Was at a lake the other day and a guy had this big long rod with a "straw float" and then a big long balsa float under that. He said the straw float keeps the bait from wrapping around your line/bobber on the cast.

Simple enough rig...my question is if a lake is like 20ft deep, how deep should one set the bobber stop? I'm talking a set up for flatheads with live bait.
Really want to catch my first ever flattie this year....size doesn't matter.


----------



## JimmyMac (Feb 18, 2011)

That is a typical rig used by paylake catfisherman, tends to be the best way to fish them. If I were to fish a 20ft deep lake I'd rig for bottom, for whatever reason that type of rig never produces for me in normal lakes. Haven't fished a pay lake since I was a teen but I got friends who do nothing else, 99% of the guys fish that rig and its what I used at paylakes. I think one of the main reasons for its popularity at paypakes is for "marking your spot" as to avoid getting lines crossed while fishing elbow to elbow... 

If you intend on using that rig, fishing 20ft of water, I'd say try to get your bait about a foot or so off the bottom. Take your leader line into consideration when adjusting your depth. Personally I like targeting shallower water for flathead at night, finding structure to fish near. 

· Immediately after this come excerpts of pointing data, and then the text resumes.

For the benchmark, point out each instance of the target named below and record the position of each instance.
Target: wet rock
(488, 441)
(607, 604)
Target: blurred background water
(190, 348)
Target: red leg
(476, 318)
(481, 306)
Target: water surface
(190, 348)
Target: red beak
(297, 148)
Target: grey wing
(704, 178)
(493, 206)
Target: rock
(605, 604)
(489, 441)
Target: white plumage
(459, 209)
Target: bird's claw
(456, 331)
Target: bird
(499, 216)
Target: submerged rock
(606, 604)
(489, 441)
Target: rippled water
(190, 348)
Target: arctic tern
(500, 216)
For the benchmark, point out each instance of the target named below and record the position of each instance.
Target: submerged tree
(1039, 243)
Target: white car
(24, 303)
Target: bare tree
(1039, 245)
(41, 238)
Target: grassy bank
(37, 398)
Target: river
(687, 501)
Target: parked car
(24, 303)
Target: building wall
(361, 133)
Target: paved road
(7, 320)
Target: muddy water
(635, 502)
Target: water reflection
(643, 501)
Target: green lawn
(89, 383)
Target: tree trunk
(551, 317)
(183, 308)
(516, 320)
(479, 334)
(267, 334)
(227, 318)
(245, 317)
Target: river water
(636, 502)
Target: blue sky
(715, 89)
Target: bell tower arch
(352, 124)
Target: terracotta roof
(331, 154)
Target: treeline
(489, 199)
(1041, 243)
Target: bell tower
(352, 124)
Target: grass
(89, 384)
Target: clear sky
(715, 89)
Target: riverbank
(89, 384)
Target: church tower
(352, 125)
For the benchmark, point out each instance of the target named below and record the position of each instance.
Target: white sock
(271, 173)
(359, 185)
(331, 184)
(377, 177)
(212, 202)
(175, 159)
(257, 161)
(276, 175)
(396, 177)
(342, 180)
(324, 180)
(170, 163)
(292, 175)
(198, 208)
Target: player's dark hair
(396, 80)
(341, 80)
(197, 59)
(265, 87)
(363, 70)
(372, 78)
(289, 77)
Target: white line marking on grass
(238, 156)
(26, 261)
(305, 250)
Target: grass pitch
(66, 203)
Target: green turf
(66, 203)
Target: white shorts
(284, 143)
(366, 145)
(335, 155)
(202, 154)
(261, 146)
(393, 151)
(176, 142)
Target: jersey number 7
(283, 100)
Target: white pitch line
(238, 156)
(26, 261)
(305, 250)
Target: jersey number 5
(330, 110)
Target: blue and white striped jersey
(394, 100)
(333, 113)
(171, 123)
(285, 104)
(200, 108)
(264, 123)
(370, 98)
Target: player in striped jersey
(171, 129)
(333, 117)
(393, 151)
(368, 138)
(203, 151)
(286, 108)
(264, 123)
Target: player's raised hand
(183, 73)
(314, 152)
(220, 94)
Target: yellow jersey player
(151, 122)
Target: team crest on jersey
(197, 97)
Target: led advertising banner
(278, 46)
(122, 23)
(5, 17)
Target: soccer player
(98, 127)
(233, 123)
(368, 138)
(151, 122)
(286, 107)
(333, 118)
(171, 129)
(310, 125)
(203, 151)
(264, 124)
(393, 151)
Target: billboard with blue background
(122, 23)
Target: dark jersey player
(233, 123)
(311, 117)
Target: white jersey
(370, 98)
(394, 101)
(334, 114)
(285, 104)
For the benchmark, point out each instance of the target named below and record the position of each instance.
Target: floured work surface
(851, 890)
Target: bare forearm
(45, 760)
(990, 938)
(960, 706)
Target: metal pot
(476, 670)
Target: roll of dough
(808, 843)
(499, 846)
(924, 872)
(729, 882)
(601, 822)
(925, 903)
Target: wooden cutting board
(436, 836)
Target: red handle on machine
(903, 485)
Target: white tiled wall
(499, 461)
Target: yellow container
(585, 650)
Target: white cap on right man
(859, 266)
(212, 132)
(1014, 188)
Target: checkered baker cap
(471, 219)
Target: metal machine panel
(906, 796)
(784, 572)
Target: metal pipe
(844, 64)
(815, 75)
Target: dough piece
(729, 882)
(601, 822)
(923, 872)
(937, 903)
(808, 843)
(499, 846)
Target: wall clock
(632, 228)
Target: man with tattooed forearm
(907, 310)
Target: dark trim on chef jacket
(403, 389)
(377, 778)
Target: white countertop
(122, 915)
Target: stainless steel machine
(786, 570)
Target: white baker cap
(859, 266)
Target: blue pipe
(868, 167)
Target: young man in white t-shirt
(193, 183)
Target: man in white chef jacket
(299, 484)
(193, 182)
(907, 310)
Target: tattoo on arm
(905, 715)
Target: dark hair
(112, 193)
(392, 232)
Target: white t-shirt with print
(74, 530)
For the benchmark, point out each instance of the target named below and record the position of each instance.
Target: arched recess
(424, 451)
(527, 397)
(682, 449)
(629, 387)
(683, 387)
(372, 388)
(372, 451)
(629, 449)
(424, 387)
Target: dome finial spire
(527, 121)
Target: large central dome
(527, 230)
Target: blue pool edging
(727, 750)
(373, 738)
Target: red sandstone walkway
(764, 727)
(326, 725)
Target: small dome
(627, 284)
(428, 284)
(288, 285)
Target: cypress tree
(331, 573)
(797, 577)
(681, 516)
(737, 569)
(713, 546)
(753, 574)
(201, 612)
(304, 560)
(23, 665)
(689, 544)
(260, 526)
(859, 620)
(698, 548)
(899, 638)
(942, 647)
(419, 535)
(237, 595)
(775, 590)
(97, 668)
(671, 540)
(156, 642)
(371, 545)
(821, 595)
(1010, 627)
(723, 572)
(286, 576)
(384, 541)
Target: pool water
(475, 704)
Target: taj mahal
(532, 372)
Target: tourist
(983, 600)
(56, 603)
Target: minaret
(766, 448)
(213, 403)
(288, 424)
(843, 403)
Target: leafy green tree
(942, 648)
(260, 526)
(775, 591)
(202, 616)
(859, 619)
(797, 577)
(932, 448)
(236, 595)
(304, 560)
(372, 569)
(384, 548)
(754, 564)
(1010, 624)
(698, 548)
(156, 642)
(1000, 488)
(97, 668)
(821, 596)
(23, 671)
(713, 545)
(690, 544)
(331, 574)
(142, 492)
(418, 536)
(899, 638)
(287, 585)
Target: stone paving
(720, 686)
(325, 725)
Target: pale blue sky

I'm sure some of the veteran catmen will chime in on this, good luck.


----------



## mastercatman (Jan 30, 2005)

The only time I ever fish that deep for anything is in rivers or fall and winter on the lakes. Reason being...lakes will stratify and most of the better oxygen will be found in the upper 15' of the water column mid spring through early fall. This can and will vary depending on the individual lakes and whether or not there are springs/underwater current etc. Fish and their prey will congregate where the best food and oxygen are present relative to structures/shallow water/deep water. In my experience, you will do better consistently in shallower areas. The float game is a bit of a mystery to me yet. I agree with bottom rigging or using the float as an indicator to a bottom rig like I do from time to time. Using a float can help keep a 3 way rig upright and keep baits just off the bottom. You will know a lot of times when there is not enough oxygen where you are fishing when baits die too quickly when hooked and handled properly otherwise. Good luck!


----------